On the issue of energy, Deloitte described supply disruptions, measured in terms of the impact on the “average business”, as “annoying rather than substantial”.

So overall the prognosis for SA is lukewarm, but there is hope.

So overall the prognosis for SA is lukewarm, but there is hope. And, against that generally unflattering background, the Adelaide property market has been travelling quite well. There has been above-average sales activity over the past two years and some precincts have delivered good price growth (although the generalised figure that describes the whole city is usually just 3% or 4% growth in annual terms).

When median price changes are examined on a suburb–by-suburb basis, there are quite a number which have recorded double-digit rises in the past 12 months, although 7-8% is more common. There is growth to be found in the Adelaide market, if you know where to look.

There’s not much to talk about in SA real estate outside of Adelaide, but there is (potentially) an exception emerging with Port Augusta.
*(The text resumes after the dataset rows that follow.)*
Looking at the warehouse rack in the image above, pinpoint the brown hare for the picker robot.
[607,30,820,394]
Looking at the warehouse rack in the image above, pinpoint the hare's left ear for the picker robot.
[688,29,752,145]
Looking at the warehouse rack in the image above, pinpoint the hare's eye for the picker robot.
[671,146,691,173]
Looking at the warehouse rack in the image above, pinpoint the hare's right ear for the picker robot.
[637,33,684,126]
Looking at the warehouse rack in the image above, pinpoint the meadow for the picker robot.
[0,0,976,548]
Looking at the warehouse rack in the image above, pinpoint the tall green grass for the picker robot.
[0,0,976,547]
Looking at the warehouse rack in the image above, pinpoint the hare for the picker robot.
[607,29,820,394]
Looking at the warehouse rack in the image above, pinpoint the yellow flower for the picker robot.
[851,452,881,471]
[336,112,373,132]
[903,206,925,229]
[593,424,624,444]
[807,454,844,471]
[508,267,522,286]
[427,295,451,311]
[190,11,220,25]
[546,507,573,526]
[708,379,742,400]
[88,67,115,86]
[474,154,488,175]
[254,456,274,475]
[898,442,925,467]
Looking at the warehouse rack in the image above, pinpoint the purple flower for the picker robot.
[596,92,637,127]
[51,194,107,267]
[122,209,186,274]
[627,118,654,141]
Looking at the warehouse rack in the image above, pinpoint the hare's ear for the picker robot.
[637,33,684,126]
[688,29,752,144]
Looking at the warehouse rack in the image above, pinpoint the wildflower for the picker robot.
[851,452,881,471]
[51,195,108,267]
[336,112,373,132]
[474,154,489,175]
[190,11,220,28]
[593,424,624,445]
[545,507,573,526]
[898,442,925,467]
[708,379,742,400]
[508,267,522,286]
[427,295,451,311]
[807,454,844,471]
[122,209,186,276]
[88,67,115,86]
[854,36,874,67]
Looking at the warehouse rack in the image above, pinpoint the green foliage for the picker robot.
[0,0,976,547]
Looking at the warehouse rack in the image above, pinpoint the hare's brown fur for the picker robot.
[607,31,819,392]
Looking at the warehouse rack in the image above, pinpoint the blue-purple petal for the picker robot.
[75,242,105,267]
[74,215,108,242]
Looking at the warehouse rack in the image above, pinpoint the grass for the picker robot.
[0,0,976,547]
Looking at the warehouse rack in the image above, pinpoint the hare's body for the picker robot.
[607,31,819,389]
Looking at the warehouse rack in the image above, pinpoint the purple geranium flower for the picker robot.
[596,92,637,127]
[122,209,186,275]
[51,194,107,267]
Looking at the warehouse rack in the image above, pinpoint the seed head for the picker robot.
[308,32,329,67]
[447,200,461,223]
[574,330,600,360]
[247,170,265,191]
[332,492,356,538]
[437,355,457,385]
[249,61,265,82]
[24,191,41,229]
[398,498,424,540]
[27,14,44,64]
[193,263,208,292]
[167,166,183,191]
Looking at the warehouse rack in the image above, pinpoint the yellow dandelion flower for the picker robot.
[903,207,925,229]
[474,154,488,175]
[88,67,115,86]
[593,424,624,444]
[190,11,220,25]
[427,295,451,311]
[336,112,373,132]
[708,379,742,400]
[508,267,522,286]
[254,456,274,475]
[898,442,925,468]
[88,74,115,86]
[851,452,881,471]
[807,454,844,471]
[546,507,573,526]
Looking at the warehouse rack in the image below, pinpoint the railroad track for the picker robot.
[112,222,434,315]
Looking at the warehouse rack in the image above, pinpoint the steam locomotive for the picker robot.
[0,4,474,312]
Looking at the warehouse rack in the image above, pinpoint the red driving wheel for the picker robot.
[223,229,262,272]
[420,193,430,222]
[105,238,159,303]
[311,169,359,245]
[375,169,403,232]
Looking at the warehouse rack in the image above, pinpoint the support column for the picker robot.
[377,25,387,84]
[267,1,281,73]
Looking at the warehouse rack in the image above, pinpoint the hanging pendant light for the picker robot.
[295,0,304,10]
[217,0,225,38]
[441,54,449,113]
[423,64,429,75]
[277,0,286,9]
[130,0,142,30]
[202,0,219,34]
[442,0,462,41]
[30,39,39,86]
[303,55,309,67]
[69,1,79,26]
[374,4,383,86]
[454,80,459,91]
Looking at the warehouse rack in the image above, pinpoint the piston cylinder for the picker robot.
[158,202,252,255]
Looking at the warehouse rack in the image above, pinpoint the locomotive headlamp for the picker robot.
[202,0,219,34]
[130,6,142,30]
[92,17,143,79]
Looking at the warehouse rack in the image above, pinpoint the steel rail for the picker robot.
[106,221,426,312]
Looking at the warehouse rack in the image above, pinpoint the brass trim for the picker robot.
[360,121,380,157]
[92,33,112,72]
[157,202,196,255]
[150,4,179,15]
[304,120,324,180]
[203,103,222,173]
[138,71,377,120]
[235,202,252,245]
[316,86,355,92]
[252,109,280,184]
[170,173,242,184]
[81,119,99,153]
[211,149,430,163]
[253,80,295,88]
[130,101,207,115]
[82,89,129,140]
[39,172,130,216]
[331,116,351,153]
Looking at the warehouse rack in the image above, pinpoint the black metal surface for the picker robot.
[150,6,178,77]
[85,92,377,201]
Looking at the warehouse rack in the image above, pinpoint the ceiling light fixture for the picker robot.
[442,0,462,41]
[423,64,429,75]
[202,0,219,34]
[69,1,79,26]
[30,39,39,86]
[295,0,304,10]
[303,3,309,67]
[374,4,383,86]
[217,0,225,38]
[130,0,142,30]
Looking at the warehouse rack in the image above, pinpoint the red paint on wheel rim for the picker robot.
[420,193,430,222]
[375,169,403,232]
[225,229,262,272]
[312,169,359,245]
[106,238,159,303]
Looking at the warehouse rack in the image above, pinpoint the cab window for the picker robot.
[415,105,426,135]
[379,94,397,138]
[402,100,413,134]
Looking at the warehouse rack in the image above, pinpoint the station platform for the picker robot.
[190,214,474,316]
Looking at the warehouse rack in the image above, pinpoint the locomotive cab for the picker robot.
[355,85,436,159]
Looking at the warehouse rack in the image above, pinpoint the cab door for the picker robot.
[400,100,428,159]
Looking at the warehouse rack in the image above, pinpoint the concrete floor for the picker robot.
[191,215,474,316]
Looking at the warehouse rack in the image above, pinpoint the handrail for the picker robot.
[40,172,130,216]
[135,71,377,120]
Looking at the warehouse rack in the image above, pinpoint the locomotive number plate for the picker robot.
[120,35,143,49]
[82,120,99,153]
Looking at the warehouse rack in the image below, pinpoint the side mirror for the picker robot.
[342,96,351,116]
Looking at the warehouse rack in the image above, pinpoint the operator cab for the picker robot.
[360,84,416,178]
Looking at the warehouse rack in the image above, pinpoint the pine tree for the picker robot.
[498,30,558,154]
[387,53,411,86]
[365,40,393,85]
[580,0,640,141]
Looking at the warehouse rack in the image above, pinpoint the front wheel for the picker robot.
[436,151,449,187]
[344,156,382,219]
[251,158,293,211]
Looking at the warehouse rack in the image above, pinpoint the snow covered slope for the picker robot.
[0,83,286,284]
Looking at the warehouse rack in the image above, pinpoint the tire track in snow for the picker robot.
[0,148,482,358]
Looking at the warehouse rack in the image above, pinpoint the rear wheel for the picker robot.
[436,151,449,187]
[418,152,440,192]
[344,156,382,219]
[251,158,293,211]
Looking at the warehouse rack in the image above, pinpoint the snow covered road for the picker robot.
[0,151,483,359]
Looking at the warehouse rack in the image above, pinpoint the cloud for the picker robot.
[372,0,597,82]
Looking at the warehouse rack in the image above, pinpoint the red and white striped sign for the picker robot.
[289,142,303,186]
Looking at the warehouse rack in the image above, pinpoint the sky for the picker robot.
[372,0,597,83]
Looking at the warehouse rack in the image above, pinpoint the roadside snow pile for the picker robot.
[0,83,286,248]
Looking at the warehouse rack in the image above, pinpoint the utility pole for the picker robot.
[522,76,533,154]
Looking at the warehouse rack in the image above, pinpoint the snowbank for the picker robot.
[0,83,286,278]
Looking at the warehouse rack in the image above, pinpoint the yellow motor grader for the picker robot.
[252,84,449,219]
Recently I wrote this about the regional town:

“Sometimes the locations we recommend surprise some people. Often this is because the suggested markets are currently in a slump and the statistics that chart prices or vacancies are poor. But at Hotspotting we seek to nominate the future growth areas ahead of the market upturn. And we don’t let the current situation deter us, if we see recovery and a stronger situation in a location’s future. The South Australian regional centre of Port Augusta is a good example. This town is currently in an economic slump and property prices have fallen. But the future looks much brighter, so we have included Port Augusta in the latest edition of our National Top 5 Boom Towns report. If just a third of the major energy projects targeted on this strategically-located town proceed to construction, Port Augusta will indeed become a boom town.”

Brisbane and Queensland

Vacancy Rates Are A Worry, But Brisbane Deserves Plenty of Investor Focus

The predominant story about Brisbane real estate is the high vacancy rate and general oversupply in the inner-city areas. And this is true, as I noted in the previous edition of this report three months ago, when I wrote: “Independent vacancy data from SQM Research shows that vacancies continue to be extremely high. The Brisbane CBD and all the near-city suburbs, including South Brisbane, Fortitude Valley, Kangaroo Point and Woolloongabba, have vacancies in the 5-6% range.

“They will inevitably worsen, with more high-rise projects coming out of the ground.”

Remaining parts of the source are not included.